Em mais uma viagem apostólica, desta feita pelo continente africano, na República Democrática do Congo e em peregrinação ecumênica pelo Sudão do Sul, Papa Francisco exorta a sofrida população africana a não perder as esperanças diante dos flagelos mais gritantes que atingem e sempre atingiram aquele continente. Numa de suas primeiras declarações públicas, retomou um tema bem conhecido de todos nós, mas nem sempre valorizado, qual seja a identidade eclesial dos cristãos batizados. “Nós somos a Igreja”, bradou o Papa!
Ouvir isso dentro dum ambiente tradicionalmente cristão soa como uma afirmativa lógica e banal, cujo sentido recorrente já não toca o coração de muitos. Somos Igreja e ponto final. Mas essa mesma afirmativa num contexto de guerra e perseguição religiosa, onde muitas vezes se teme proclamar publicamente a fé cristã, onde o paganismo e o antagonismo religioso é motivo de terror e morte, onde a fé cristã é tida como usurpadora de muitas tradições afro-nacionalistas ou culturais, dizer-se Igreja é quase que confessar um crime. Mas em alto e bom som, com alegria no olhar e paz no coração, Francisco proclama com orgulho a identidade cristã, como a repetir palavras de ordem do próprio Cristo diante das borrascas e tempestades contra sua barca: “Coragem, não tenhais medo!”.
Sua segunda grande palavra de ânimo também se insere nesse contexto de contradições e perseguições contra a Igreja no mundo de hoje. Ou seja: “Não percam a esperança”. Proferida em território outrora massacrado pela escravidão, a advertência profética e apostólica de Francisco ganha um peso novo, posto ser esta a circunstância dos maiores abalos contra a fé cristã nos dias atuais. Muitos estão cercados pelo desânimo e prostração de fé diante da crescente onda agnóstica que se levanta em todos os quadrantes da terra. Aqui se constata a pior das escravidões, o servilismo humano aos poderes das trevas, a perda da liberdade religiosa e suas consequentes tribulações, posto que ser Igreja hoje requer muito mais que uma pertença a um grupo marcado por um sinal de fé; requer coragem, determinação, coerência
Ora, o apelo do Papa é o mesmo dos tempos de Cristo, quando nos exortava a ser sal e luz do mundo, dar sabor e tempero à insalubridade do meio em que fomos postos, ao mesmo tempo que ser sinal de contradição e luz para os que conosco caminham. Tudo continua igual. Tudo contribui para que a barca de Cristo, a Igreja que somos, prossiga sua missão transformadora neste mundo de conturbações constantes. A presença cristã é que dá sentido e sabor à vida, posto ser essa uma fé reveladora, transformadora, emissária de uma esperança maior que a realidade do mundo. Essa é a função do sal, realçar o sabor da vida, na medida exata das receitas divinas.

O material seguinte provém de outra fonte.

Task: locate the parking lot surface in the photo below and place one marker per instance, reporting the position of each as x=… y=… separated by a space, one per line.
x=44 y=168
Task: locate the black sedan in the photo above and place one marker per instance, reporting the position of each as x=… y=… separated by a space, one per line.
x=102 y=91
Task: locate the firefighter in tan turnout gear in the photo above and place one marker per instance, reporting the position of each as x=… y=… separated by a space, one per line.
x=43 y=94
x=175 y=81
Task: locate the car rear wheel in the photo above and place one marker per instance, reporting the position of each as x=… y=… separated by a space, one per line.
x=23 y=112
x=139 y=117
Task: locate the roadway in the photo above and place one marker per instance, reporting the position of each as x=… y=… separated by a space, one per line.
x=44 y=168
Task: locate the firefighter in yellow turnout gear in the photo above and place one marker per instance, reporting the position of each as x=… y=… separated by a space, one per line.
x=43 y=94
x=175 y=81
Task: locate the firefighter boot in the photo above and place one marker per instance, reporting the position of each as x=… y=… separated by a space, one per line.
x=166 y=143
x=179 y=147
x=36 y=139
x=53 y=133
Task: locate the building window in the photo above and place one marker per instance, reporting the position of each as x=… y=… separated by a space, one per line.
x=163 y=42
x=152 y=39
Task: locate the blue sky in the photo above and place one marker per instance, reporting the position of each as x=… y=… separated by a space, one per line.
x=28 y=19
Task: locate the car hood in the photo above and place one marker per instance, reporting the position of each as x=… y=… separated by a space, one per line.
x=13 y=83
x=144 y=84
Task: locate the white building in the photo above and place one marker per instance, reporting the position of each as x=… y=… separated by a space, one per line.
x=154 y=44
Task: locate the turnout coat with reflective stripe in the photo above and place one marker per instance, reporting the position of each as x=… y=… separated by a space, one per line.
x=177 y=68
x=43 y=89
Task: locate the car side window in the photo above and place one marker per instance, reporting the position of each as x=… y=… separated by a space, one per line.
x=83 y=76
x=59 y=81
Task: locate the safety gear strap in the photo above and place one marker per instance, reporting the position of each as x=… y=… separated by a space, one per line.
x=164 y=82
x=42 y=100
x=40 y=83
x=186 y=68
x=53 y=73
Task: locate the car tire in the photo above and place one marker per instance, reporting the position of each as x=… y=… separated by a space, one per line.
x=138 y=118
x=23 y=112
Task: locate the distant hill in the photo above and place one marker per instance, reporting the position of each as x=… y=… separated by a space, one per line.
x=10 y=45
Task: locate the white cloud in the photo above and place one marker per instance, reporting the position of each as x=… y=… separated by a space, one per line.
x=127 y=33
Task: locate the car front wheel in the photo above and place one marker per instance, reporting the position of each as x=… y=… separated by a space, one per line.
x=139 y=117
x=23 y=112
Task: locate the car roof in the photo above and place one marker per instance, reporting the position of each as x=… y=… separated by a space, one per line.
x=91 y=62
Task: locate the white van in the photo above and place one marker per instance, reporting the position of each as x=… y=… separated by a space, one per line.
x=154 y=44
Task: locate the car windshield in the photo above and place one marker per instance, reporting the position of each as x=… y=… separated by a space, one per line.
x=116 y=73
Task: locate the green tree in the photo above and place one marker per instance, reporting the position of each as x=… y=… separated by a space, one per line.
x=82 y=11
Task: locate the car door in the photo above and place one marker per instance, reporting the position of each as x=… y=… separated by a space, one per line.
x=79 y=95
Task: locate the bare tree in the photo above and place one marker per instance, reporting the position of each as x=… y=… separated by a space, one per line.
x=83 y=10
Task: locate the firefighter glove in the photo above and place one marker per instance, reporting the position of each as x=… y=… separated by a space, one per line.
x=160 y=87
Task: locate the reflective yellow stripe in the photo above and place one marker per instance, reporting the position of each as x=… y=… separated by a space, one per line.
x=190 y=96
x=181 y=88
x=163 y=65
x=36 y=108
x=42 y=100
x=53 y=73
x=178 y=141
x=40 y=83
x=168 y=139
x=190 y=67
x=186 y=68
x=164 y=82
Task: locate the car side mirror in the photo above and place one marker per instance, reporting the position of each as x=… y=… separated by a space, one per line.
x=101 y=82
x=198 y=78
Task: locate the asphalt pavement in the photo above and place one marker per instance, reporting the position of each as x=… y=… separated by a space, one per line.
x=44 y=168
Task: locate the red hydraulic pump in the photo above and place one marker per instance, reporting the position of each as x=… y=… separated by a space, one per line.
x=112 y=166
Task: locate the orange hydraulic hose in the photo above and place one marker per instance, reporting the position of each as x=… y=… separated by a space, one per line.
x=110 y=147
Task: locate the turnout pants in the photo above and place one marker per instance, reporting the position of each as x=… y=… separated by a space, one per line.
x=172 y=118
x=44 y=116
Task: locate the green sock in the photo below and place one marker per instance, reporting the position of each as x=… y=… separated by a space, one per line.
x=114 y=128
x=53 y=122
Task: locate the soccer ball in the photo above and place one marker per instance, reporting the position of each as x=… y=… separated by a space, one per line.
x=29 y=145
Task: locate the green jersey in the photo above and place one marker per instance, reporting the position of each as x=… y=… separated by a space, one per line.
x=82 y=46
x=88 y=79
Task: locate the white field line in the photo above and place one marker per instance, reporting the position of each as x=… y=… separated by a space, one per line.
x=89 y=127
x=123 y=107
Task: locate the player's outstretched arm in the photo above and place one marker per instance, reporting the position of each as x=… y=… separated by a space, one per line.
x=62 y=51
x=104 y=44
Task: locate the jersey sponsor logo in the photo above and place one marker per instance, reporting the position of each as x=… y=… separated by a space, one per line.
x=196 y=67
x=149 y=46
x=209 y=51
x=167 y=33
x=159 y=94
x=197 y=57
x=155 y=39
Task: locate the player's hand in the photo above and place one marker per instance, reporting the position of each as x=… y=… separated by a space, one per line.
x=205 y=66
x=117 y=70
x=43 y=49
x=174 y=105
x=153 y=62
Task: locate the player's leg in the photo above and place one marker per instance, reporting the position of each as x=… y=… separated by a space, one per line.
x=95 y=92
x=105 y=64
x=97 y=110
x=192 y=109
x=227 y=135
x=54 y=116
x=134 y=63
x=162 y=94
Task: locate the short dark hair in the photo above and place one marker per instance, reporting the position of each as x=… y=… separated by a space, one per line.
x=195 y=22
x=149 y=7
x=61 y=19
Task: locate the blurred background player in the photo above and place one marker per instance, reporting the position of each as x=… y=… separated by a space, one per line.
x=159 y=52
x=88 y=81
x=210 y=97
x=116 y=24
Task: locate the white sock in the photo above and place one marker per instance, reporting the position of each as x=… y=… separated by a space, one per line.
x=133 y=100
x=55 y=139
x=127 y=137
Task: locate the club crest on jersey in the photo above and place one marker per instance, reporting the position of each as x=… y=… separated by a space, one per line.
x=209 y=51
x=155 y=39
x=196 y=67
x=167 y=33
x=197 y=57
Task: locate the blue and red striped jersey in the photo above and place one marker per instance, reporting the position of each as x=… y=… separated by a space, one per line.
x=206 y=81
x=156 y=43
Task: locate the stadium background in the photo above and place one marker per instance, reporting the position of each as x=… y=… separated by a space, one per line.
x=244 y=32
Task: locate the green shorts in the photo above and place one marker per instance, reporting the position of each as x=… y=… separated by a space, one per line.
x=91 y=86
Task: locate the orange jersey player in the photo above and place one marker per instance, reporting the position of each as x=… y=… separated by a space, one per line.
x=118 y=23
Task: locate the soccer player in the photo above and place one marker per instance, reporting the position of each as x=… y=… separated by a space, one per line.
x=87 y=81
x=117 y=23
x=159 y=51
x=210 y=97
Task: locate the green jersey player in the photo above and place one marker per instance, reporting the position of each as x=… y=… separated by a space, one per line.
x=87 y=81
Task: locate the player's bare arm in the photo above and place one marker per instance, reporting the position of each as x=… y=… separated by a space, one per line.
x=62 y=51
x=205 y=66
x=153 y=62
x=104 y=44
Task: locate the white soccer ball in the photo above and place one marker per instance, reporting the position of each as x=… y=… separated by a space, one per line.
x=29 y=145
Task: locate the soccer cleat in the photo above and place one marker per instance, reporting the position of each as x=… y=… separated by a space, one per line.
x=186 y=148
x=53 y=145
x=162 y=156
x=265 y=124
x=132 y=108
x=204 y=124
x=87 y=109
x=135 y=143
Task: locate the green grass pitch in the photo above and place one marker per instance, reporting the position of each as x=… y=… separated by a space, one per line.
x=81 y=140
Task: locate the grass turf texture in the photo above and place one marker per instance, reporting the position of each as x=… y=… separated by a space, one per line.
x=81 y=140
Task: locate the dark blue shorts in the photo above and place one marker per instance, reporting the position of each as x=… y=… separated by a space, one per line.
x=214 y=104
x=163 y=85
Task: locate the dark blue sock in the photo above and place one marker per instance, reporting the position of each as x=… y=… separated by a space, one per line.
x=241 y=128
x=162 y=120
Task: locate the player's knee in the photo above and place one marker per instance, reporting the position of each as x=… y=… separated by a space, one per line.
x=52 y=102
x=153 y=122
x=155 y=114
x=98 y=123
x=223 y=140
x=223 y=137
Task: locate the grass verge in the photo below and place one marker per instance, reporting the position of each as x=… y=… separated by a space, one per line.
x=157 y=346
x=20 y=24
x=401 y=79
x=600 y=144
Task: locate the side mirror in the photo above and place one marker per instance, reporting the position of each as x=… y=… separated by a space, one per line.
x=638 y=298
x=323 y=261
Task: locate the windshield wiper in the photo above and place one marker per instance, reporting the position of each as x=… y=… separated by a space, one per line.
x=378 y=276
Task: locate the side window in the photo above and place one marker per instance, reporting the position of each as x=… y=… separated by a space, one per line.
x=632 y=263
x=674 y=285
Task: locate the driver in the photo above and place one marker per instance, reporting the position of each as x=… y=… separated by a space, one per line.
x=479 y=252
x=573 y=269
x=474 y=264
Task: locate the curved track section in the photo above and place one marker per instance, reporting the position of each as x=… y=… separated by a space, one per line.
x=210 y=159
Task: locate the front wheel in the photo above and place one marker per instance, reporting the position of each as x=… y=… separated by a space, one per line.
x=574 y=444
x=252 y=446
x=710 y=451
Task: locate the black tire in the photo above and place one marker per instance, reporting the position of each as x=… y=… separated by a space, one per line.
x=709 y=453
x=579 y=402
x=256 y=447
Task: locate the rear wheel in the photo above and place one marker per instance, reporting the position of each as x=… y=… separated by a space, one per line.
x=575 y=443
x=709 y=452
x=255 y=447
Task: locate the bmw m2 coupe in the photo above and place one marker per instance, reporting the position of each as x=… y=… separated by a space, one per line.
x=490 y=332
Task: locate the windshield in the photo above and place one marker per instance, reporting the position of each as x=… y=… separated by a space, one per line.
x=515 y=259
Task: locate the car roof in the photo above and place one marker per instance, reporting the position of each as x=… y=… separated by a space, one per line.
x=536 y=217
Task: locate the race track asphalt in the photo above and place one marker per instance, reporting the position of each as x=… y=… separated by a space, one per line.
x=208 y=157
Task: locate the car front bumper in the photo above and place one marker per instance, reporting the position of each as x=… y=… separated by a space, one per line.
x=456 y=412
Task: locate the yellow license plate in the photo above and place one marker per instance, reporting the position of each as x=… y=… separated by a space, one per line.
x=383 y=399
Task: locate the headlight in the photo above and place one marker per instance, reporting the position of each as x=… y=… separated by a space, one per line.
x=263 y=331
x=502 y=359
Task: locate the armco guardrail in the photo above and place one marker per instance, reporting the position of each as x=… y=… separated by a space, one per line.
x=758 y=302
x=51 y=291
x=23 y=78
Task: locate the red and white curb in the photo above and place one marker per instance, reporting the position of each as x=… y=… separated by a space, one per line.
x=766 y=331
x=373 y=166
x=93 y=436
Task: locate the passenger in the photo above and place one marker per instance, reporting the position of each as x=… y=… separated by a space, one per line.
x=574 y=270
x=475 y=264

Mas a medida certa não podemos esconder, nem nunca considerar segredo pessoal, só revelado aos que comungam conosco na mesa da nossa fé. Por isso, a luz não se esconde. Por isso as revelações que adquirimos ao redor da mesa eucarística devem ser alardeadas, proclamadas, mostradas ao mundo como sinais visíveis da fé que nos congrega como povo de Deus. Eis, pois, nossa fé, nossa razão única de existir e testemunhar, seja onde for, esteja onde estiver, pertença a que continente pertencer, somos filhos de Deus, somos Igreja , sal e luz… O cristão pode até rasgar sua identidade como cidadão do mundo, perder seu registro pátrio, buscar dupla cidadania, rejeitar sua origem terrena, contestar sua filiação humana, mas nunca, nem por vontade pessoal, renegar seu batismo de fé. Esse selo ninguém apaga, não tem volta.